Tarih: 01.11.2022 15:06

AMMA KORKMAYA GEREK YOK

Facebook Twitter Linked-in

 Çin nüfusunun fazlalığı, batıda Müslüman nüfusun artışı ve birçok ülkede etnik nüfusun artışı dünya, kıta ve ülke yönetimi  dengesi açısından yönetici erkini düşündürmüştür.

 Sadece yönetim erki değil nüfus artışının sağladığı düzensiz gelir dağılımı, bakım sorunu ve hayat standardının düşmesi toplum bilimci ve sosyologları düşündürmüştür.

 İslam toplumu ise daima; peygamber efendimizin çoğalınız hadisi şerifine binaen ve rızkı veren Allah’tır inancı gereği çoğalan nüfusa her daim gurur duymuştur.

 Zira Müslüman; metrelerce toprak altında yaşayan solucana, böceğe ve uçan kuşa rızık veren Allah; elbette bir kapıyı 

kapatıp bir kapıyı açar diye inanır.

 Yalnız, Müslüman; artan nüfusuna gurur duyarken hiçbir şekilde etnik ayrımcılığı yapmadan gurur duyar.

 Batının Müslüman nüfusu azaltmak ve kontrol altına almak için çaba gösterdiğini biliyoruz. Nitekim bu konu üstünde çok yazıldı ve çizildi. Birçok makale ve kitap Batının Doğum Kontrolu stratejisi üstünde yazıldı. Bunlardan biri de Pakistanlı düşünür Mevdudi’nin İslam Nazarında Doğum Kontrolu meşhur eseridir.

 Türkiye’de de muhtelif tarihlerde derin strateji merkezleri tarafından Kürt nüfusun tedirginlik yarattığını ve kontrol altına alınması için çabalar gösterildiğini gayri resmi kanallardan duyuyoruz. 

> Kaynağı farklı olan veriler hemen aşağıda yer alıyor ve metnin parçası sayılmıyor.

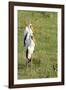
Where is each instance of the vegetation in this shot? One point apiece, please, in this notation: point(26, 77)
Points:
point(44, 59)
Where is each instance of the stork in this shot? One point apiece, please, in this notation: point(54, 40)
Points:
point(29, 43)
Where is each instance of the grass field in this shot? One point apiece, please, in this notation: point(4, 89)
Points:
point(44, 60)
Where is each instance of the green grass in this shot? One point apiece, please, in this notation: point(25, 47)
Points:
point(44, 59)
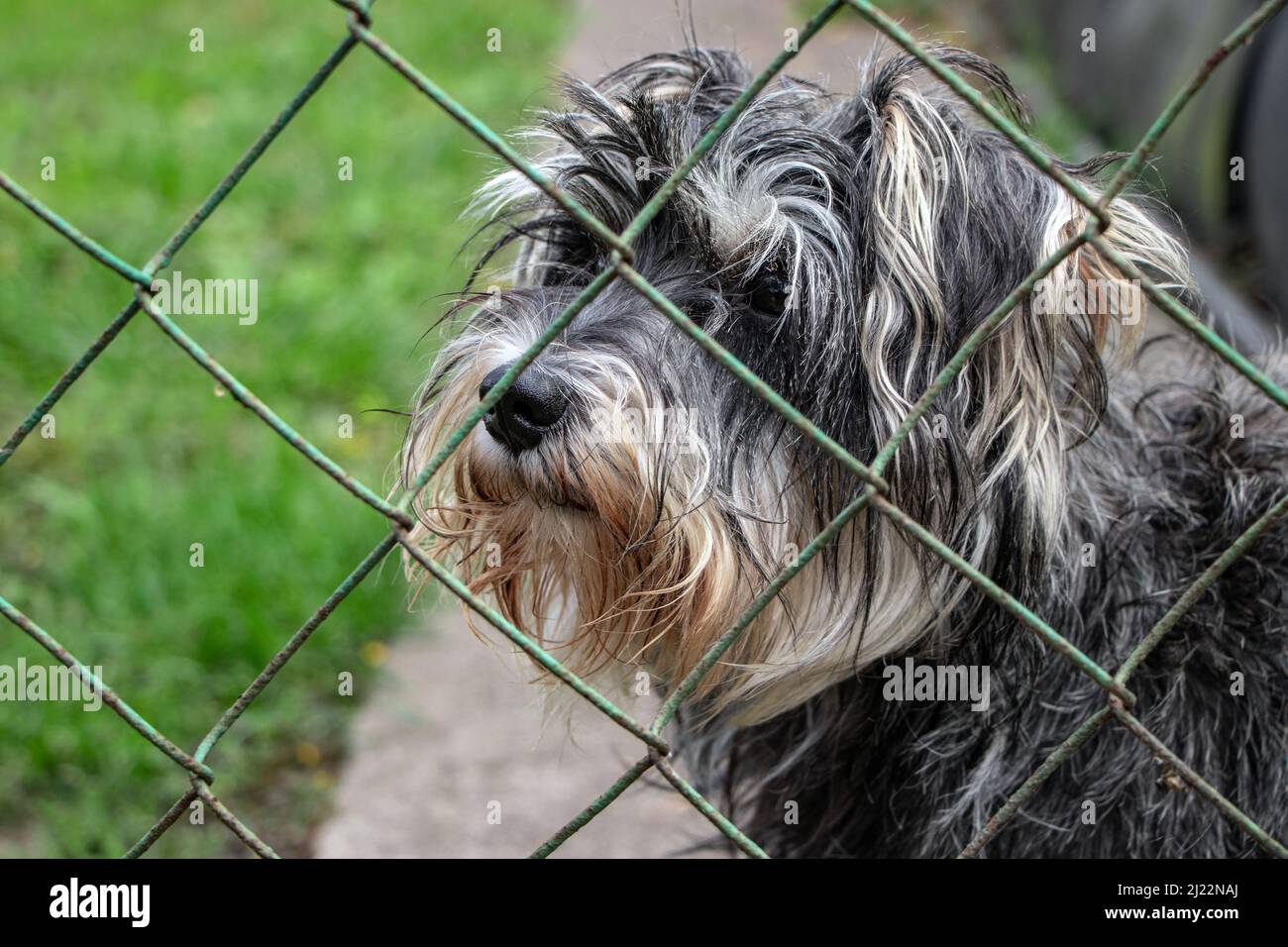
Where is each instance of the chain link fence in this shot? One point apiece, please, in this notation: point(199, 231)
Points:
point(1120, 698)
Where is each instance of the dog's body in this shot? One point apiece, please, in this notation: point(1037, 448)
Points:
point(844, 249)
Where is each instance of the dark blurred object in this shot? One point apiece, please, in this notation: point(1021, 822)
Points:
point(1145, 51)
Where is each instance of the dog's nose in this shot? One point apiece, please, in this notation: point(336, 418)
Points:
point(527, 411)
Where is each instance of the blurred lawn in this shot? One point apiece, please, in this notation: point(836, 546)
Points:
point(95, 525)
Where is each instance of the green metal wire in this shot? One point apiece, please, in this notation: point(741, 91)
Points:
point(874, 496)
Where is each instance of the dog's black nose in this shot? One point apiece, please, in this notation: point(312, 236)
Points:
point(527, 411)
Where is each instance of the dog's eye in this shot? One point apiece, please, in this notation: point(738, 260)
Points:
point(768, 294)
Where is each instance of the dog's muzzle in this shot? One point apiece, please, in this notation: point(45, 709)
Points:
point(527, 411)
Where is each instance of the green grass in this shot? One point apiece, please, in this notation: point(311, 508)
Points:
point(97, 523)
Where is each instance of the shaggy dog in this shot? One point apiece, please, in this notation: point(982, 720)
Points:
point(627, 497)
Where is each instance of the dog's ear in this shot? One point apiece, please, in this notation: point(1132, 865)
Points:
point(706, 80)
point(951, 218)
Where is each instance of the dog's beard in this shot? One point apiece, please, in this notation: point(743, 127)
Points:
point(618, 545)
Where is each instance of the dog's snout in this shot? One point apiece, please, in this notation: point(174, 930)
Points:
point(527, 411)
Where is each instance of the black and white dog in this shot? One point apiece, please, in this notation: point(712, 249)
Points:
point(629, 497)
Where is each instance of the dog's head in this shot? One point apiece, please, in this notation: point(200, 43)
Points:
point(629, 497)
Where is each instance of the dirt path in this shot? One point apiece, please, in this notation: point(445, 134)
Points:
point(454, 731)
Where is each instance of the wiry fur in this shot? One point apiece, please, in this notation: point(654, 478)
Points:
point(897, 226)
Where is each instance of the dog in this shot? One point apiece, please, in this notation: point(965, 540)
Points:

Hatta bazen açığa çıktığına da şahitlik ediyoruz. Amma korkmaya gerek yok. Çünkü sosyoloji kendi mecrasında yürür. Eğitim seviyesi arttıkça, köyden göçüp şehirleştikçe ve sanayileştikçe çocuk sayısı yanı nüfus azalıyor. Hatta sanayileştikçe asimilasyon bile kolaylaşıyor.

 Zira istesen de köy değil, çocuklardan biri kuzu görsün, biri tarlaya gitsin, biri ana babaya yardım etsin. Zaten okulu bitirip işe girinceye kadar belli bir yaşa geliyor. Bir de geçim derdi çabası. 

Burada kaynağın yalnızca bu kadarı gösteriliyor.